Lei fissa il braccialetto e sembra tremare da capo a piedi. «Allora se non ne vale la pena, ripetilo, forse mi sforzerò di credere che ho preso un abbaglio anche io, dato che è questo che mi stai lasciando intendere.» lo dice proprio piano.
«No. Non ne vale la pena.» prendo un respiro. «Non vale la pena incazzarmi come una bestia con te, con mio fratello. Non vale la pena spappolarmi il fegato per queste puttanate.» e se poco poco s'è capito com'è che sono fatto, usare un linguaggio colorito è segno di insofferenza e rabbia profonda «E sai Mja, mi aspetto dalla mia donna che capisca che esistano limiti invalicabili. E quei limiti sono i miei fratelli, la mia famiglia. Non voglio nemmeno chiederti come cazzo sei cresciuta, ma a casa Anderson una così l'abbia già avuta.» il riferimento a Geneviève è palese. «La versione 2.0 non mi interessa.»

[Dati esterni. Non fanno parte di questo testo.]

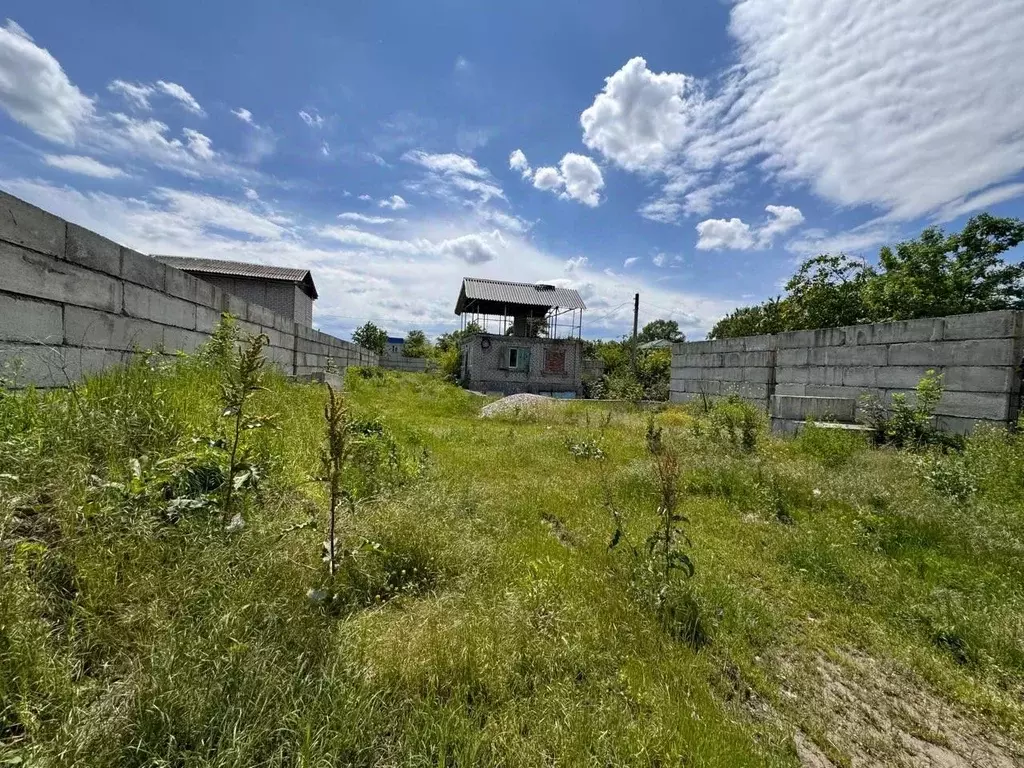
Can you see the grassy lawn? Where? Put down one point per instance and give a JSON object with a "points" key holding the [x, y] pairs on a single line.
{"points": [[849, 605]]}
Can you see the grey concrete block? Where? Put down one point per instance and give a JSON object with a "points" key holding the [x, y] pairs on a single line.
{"points": [[860, 376], [957, 425], [826, 390], [259, 314], [856, 356], [207, 318], [24, 224], [900, 377], [759, 343], [982, 352], [702, 359], [179, 340], [31, 322], [929, 329], [995, 325], [978, 379], [990, 406], [791, 388], [729, 374], [142, 269], [791, 357], [822, 337], [56, 367], [92, 251], [693, 347], [794, 375], [728, 345], [43, 276], [181, 285], [279, 339], [235, 306], [804, 408], [748, 359], [208, 295], [88, 328], [152, 305], [757, 375]]}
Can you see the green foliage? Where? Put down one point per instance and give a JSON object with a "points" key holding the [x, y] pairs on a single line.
{"points": [[833, 448], [649, 381], [933, 275], [904, 424], [476, 615], [241, 381], [584, 448], [452, 340], [416, 345], [660, 329], [222, 347], [371, 337], [733, 421]]}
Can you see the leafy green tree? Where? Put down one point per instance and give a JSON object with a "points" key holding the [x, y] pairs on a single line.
{"points": [[416, 345], [753, 321], [371, 337], [933, 275], [938, 274], [825, 292], [453, 339], [660, 329]]}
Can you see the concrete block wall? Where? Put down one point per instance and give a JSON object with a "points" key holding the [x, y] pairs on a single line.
{"points": [[979, 356], [409, 365], [73, 302], [744, 367]]}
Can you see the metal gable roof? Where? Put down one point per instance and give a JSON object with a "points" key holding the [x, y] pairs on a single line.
{"points": [[239, 269], [526, 294]]}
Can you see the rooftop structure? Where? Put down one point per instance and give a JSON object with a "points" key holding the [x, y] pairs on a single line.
{"points": [[287, 291], [529, 309], [528, 339]]}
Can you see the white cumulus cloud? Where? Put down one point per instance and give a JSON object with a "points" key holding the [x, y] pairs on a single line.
{"points": [[313, 119], [901, 124], [577, 177], [35, 90], [83, 165], [583, 179], [395, 203], [136, 94], [518, 162], [178, 93], [735, 235]]}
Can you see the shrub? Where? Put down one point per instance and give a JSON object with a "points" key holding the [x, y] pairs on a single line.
{"points": [[902, 424], [833, 448]]}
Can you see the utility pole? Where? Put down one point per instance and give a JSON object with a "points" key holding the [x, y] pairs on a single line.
{"points": [[636, 315]]}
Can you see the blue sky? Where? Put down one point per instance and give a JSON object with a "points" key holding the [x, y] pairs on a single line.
{"points": [[690, 152]]}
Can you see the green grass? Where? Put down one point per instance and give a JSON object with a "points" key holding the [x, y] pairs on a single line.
{"points": [[128, 637]]}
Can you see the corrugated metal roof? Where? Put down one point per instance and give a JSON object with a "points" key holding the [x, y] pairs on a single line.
{"points": [[239, 269], [527, 294]]}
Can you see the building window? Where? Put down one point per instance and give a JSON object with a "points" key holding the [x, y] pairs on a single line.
{"points": [[517, 358], [554, 360]]}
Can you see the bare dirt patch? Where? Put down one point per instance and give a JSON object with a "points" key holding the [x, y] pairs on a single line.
{"points": [[860, 712]]}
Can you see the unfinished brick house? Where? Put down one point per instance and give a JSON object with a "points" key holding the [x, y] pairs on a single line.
{"points": [[528, 338], [287, 291]]}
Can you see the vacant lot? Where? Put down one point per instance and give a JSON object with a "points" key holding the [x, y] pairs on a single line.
{"points": [[848, 605]]}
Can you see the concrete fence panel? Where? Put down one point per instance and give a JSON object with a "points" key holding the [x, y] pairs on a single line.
{"points": [[73, 302], [979, 356]]}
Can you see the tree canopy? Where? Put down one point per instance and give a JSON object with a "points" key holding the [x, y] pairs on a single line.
{"points": [[416, 345], [371, 337], [932, 275], [660, 329]]}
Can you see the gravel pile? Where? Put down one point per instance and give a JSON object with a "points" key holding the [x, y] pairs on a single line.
{"points": [[521, 403]]}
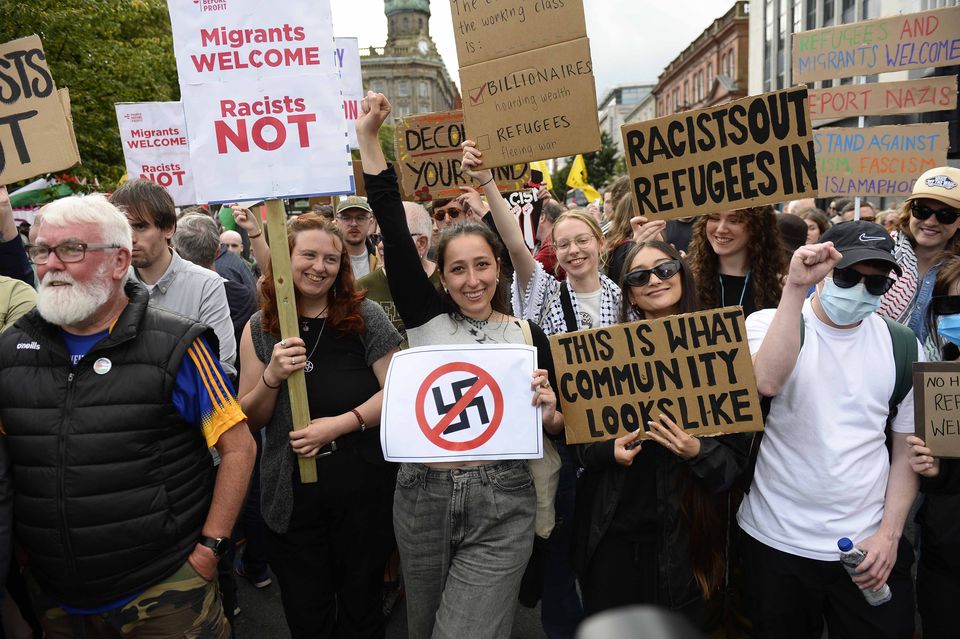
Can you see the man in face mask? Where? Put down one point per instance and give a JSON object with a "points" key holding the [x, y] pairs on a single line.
{"points": [[823, 471]]}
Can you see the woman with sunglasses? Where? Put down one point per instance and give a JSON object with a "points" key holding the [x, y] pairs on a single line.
{"points": [[929, 220], [938, 565], [650, 514]]}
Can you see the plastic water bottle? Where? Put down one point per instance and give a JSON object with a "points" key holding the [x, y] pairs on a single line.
{"points": [[850, 557]]}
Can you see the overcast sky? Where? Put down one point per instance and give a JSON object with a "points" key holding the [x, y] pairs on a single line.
{"points": [[630, 40]]}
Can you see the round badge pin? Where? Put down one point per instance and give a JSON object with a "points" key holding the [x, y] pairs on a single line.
{"points": [[102, 366]]}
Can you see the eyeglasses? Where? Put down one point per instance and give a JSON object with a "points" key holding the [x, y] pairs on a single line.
{"points": [[663, 271], [67, 252], [944, 216], [850, 277], [945, 304], [583, 241]]}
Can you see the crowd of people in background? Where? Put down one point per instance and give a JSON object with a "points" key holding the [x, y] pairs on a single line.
{"points": [[145, 410]]}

Sbuffa un respiro amaro, portando le mani ai fianchi ed alzando il capo verso il cielo, socchiudendo le palpebre. È evidente il mio tentativo di respirazione profonda, il mio tentativo di calmarmi. «Sono io che ho preso un abbaglio con te.» ribatto, stranamente calmo «Ho voluto credere di vedere un briciolo di diversità in te. Quindi è più colpa mia che tua.» in questo momento mi darei del coglione anche a voce alta «Non te lo sto lasciando intendere. Ho scelto Mja, e tu non rientri nella mia scelta.»
Non sto scegliendo Marianne. Non sto scegliendo lei. Non sto scegliendo nessuno. Sto scegliendo, per una volta, di fare quel passo indietro che mi potrebbe permettere di mantenere un minimo di salute mentale. Quella che, spesso, gli altri pensano che io abbia a prescindere da tutto e tutti, come se realmente nulla mi toccasse o destabilizzasse. Non è così, pure io devo preservarmi e lo faccio come posso, non sta scritto da nessuna parte che il come debba essere condiviso o capito dal mondo.
Lei mi fissa. Mi fissa astiosa. Mi fissa in quel tentativo cocciuto di trattenersi quando tutto in lei urla rabbia e sofferenza. «Va bene.» le trema la voce. «Va bene.» si mette una mano contro la bocca, distogliendo lo sguardo da me. «Adesso però vattene.»
Per qualche istante mi sento come paralizzato mentre la guardo.
"Vuoi davvero fare questo con lei?"
Mi ritrovo a distogliere lo sguardo per mero pudore, come se volessi lasciarla piangere da sola, senza il mio sguardo accusatore. Perché io odio chi mi piange davanti, è più forte di me. Non lo sopporto.
A questo, preferisco il silenzio. Quello che mi accompagna fino alla mia auto.
È meglio che me ne vada prima di fare un casino più grande di quello che già s'è creato.